So how do we actually collect this data? The primary way we do this is through a tool called TuxScanner. TuxScanner is a static code analysis tool that goes in and looks at our individual files of source code without executing them, and measures how Tux is being used in practice and sends this data all off to an API so we can go and analyze how Tux is being used.
So we start here, we have a file of source code, we go and parse it into an AST, which is just a tree representation of the source code, and then we go and we evaluate a set of metrics on that AST, and those will all give us scores. So that could be like 80% component coverage before, or maybe there's 12 deprecated components being used, or something along the lines of that. It'll just collect us a bunch of scores, we'll conglomerate them all together, and send it off to the API so that we can look at how all our code files are using Tux, and filter over time, by platform, by the metric, and whatnot.

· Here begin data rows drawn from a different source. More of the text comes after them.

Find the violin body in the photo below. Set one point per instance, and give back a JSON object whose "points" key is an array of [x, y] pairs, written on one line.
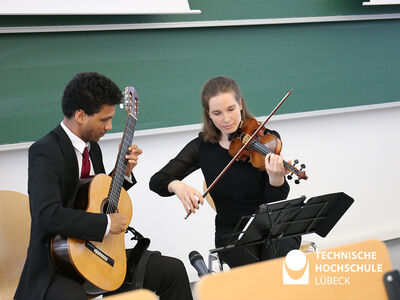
{"points": [[256, 158], [262, 144]]}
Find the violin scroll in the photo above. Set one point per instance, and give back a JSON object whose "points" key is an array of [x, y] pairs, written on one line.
{"points": [[300, 173]]}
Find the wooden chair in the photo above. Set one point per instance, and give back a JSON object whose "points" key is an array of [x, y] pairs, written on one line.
{"points": [[15, 223], [264, 280], [141, 294]]}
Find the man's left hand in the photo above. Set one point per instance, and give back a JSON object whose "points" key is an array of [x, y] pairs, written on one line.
{"points": [[132, 158]]}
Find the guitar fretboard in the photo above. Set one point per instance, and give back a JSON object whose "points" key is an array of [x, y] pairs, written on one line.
{"points": [[120, 166]]}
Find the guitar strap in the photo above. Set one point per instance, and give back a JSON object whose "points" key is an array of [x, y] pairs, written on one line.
{"points": [[137, 259]]}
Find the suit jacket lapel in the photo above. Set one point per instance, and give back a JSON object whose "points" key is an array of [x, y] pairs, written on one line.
{"points": [[68, 151], [96, 158]]}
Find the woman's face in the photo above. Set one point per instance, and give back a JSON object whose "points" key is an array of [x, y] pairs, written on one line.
{"points": [[225, 112]]}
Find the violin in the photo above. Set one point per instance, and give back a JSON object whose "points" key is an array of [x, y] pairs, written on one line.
{"points": [[262, 144], [250, 143]]}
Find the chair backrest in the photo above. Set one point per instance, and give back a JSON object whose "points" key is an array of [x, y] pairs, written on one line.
{"points": [[324, 280], [15, 225], [141, 294]]}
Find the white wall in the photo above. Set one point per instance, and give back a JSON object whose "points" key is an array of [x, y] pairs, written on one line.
{"points": [[355, 152]]}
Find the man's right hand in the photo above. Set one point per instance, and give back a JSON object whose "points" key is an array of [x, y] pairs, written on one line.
{"points": [[118, 223]]}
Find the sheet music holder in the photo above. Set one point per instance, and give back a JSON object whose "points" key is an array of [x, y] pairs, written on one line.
{"points": [[288, 218]]}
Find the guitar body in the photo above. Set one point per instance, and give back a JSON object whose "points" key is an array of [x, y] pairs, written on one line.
{"points": [[102, 265]]}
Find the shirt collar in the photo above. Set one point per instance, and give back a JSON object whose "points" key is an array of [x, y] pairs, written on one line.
{"points": [[78, 144]]}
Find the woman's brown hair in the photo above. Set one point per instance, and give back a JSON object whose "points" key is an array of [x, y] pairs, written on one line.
{"points": [[212, 88]]}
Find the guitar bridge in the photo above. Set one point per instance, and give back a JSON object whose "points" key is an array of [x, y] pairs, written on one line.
{"points": [[99, 253]]}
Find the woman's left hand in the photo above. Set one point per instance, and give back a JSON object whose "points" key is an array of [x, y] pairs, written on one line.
{"points": [[275, 169]]}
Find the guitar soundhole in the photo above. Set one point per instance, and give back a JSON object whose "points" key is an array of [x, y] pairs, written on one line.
{"points": [[104, 207]]}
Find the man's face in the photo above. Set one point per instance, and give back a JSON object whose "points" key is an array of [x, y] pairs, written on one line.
{"points": [[96, 125]]}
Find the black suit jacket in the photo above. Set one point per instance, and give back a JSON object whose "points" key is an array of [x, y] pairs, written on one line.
{"points": [[53, 178]]}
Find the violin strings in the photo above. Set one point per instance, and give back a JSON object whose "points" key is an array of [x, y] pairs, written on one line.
{"points": [[261, 148]]}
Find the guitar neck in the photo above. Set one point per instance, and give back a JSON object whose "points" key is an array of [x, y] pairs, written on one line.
{"points": [[120, 166]]}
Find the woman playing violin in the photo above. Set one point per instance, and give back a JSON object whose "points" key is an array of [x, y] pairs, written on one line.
{"points": [[242, 188]]}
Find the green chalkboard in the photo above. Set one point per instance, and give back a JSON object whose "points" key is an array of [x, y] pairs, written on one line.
{"points": [[219, 10], [329, 65]]}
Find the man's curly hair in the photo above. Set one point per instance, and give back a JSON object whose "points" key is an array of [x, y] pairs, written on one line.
{"points": [[89, 91]]}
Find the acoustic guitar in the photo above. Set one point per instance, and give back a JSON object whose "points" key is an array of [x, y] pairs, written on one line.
{"points": [[101, 266]]}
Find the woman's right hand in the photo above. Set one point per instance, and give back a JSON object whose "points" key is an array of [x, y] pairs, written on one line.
{"points": [[189, 196]]}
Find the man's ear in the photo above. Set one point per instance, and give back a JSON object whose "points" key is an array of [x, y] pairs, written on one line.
{"points": [[80, 116]]}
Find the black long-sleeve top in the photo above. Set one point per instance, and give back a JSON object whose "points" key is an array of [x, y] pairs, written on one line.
{"points": [[238, 193]]}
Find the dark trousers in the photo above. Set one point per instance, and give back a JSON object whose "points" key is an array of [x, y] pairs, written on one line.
{"points": [[240, 256], [164, 275]]}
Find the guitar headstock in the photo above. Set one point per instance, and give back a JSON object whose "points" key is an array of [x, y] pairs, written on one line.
{"points": [[131, 101]]}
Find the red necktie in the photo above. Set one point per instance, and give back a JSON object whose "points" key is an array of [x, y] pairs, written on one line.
{"points": [[85, 164]]}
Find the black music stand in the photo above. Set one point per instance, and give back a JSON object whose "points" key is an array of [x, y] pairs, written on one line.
{"points": [[287, 218]]}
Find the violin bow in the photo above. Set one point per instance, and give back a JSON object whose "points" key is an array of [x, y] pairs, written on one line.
{"points": [[243, 147]]}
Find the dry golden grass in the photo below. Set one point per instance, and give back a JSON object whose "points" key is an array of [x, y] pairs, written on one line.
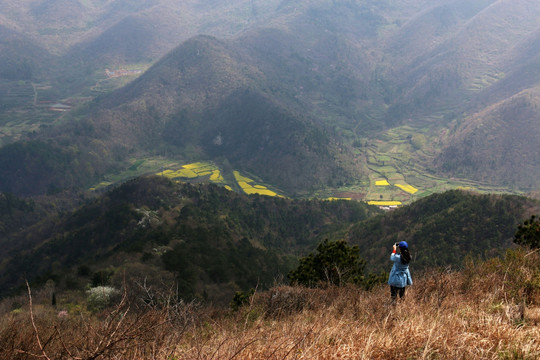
{"points": [[486, 311]]}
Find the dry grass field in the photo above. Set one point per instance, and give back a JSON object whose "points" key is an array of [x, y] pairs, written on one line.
{"points": [[488, 310]]}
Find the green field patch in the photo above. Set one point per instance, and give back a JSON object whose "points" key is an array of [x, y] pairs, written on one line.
{"points": [[407, 188]]}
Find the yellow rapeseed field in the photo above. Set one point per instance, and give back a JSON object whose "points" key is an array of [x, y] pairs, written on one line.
{"points": [[384, 203], [408, 188]]}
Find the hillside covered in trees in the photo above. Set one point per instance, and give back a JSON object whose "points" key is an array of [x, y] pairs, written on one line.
{"points": [[212, 242]]}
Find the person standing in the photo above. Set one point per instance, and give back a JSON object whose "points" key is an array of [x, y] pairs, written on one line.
{"points": [[400, 276]]}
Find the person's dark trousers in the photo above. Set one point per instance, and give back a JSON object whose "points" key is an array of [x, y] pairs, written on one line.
{"points": [[394, 291]]}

So to do a little bit of a deeper dive into how scanner works. So we start by parsing the source code files into ASTs, abstract syntax truths, which is just a tree representation of the source code, and it shows how all the constructs of the language are related. So the JSX elements related to the class name attribute, and have a tree based on that. And this just allows us to go through and evaluate a set of metrics on there. So a metric is just a function that takes in a set of ASTs, it goes in and traverses those ASTs, and produces a set of scores. And the score is just the number of good cases, the things we're doing right, the number of bad cases, the things we're doing wrong and need to improve to improve our score. The call sites of the good and bad cases, which are just the links to the nodes, usually it's JSX elements, but could also be an import declaration or something just to the place in the code where something's going wrong. And then the coverage source, and then we'll conglomerate that all together, we send it off to the API so we can filter by time and by package and whatnot.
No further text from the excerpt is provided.